In November 1621, after the Pilgrims’ first corn harvest proved successful, Governor William Bradford organized a celebratory feast and invited a group of the fledgling colony’s Native American allies, including the Wampanoag chief Massasoit. Now remembered as American’s “first Thanksgiving”—although the Pilgrims themselves may not have used the term at the time—the festival lasted for three days. While no record exists of the historic banquet’s exact menu, the Pilgrim chronicler Edward Winslow wrote in his journal that Governor Bradford sent four men on a “fowling” mission in preparation for the event and that the Wampanoag guests arrived bearing five deer. Historians have suggested that many of the dishes were likely prepared using traditional Native American spices and cooking methods. Because the Pilgrims had no oven and the Mayflower’s sugar supply had dwindled by the fall of 1621, the meal did not feature pies, cakes or other desserts, which have become a hallmark of contemporary celebrations.
This history of Thanksgiving provided by www.History.com. For more information on Thanksgiving, go to http://www.history.com/topics/thanksgiving/history-of-thanksgiving.
Pilgrims held their second Thanksgiving celebration in 1623 to mark the end of a long drought that had threatened the year’s harvest and prompted Governor Bradford to call for a religious fast. Days of fasting and thanksgiving on an annual or occasional basis became common practice in other New England settlements as well. During the American Revolution, the Continental Congress designated one or more days of thanksgiving a year, and in 1789 George Washington issued the first Thanksgiving proclamation by the national government of the United States; in it, he called upon Americans to express their gratitude for the happy conclusion to the country’s war of independence and the successful ratification of the U.S. Constitution. His successors John Adams and James Madison also designated days of thanks during their presidencies.
In 1817, New York became the first of several states to officially adopt an annual Thanksgiving holiday; each celebrated it on a different day, however, and the American South remained largely unfamiliar with the tradition. In 1827, the noted magazine editor and prolific writer Sarah Josepha Hale—author, among countless other things, of the nursery rhyme “Mary Had a Little Lamb”—launched a campaign to establish Thanksgiving as a national holiday.
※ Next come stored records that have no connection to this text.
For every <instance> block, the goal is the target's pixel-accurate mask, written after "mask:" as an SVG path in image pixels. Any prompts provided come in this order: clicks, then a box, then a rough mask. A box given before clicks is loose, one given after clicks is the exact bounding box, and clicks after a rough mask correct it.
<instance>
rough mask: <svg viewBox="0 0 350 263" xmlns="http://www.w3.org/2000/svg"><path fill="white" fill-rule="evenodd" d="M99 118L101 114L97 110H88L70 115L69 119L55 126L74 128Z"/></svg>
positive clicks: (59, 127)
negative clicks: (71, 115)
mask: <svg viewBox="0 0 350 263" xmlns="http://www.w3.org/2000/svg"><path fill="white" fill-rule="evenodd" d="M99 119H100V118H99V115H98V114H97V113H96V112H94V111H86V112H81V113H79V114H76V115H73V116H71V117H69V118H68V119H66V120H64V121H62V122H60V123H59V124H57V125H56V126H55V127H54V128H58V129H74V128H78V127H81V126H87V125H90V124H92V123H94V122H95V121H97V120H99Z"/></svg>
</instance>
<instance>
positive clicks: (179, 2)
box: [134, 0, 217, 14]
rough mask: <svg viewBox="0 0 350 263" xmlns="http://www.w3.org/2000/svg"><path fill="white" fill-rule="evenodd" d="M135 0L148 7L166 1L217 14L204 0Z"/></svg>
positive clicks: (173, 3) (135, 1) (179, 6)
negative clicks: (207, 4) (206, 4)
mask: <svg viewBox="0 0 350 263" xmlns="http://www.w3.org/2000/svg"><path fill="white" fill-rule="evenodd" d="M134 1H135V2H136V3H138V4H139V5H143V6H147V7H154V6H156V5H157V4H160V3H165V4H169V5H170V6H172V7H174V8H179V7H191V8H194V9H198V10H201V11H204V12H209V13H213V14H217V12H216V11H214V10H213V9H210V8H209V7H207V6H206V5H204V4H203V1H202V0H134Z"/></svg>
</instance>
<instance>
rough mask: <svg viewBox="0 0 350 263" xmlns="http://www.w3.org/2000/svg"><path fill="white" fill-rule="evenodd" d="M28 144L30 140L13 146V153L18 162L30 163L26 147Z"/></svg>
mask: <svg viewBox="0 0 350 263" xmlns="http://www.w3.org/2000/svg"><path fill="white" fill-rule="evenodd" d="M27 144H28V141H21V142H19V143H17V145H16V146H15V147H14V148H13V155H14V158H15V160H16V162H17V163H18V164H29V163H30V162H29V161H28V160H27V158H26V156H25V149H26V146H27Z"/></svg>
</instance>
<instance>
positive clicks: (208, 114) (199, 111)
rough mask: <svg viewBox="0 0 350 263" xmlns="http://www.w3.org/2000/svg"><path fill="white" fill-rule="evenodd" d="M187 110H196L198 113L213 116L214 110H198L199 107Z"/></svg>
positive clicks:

For 36 years, she published numerous editorials and sent scores of letters to governors, senators, presidents and other politicians. Abraham Lincoln finally heeded her request in 1863, at the height of the Civil War, in a proclamation entreating all Americans to ask God to “commend to his tender care all those who have become widows, orphans, mourners or sufferers in the lamentable civil strife” and to “heal the wounds of the nation.” He scheduled Thanksgiving for the final Thursday in November, and it was celebrated on that day every year until 1939 when Franklin D. Roosevelt moved the holiday up a week in an attempt to spur retail sales during the Great Depression. Roosevelt’s plan, known derisively as Franksgiving, was met with passionate opposition, and in 1941 the president reluctantly signed a bill making Thanksgiving the fourth Thursday in November.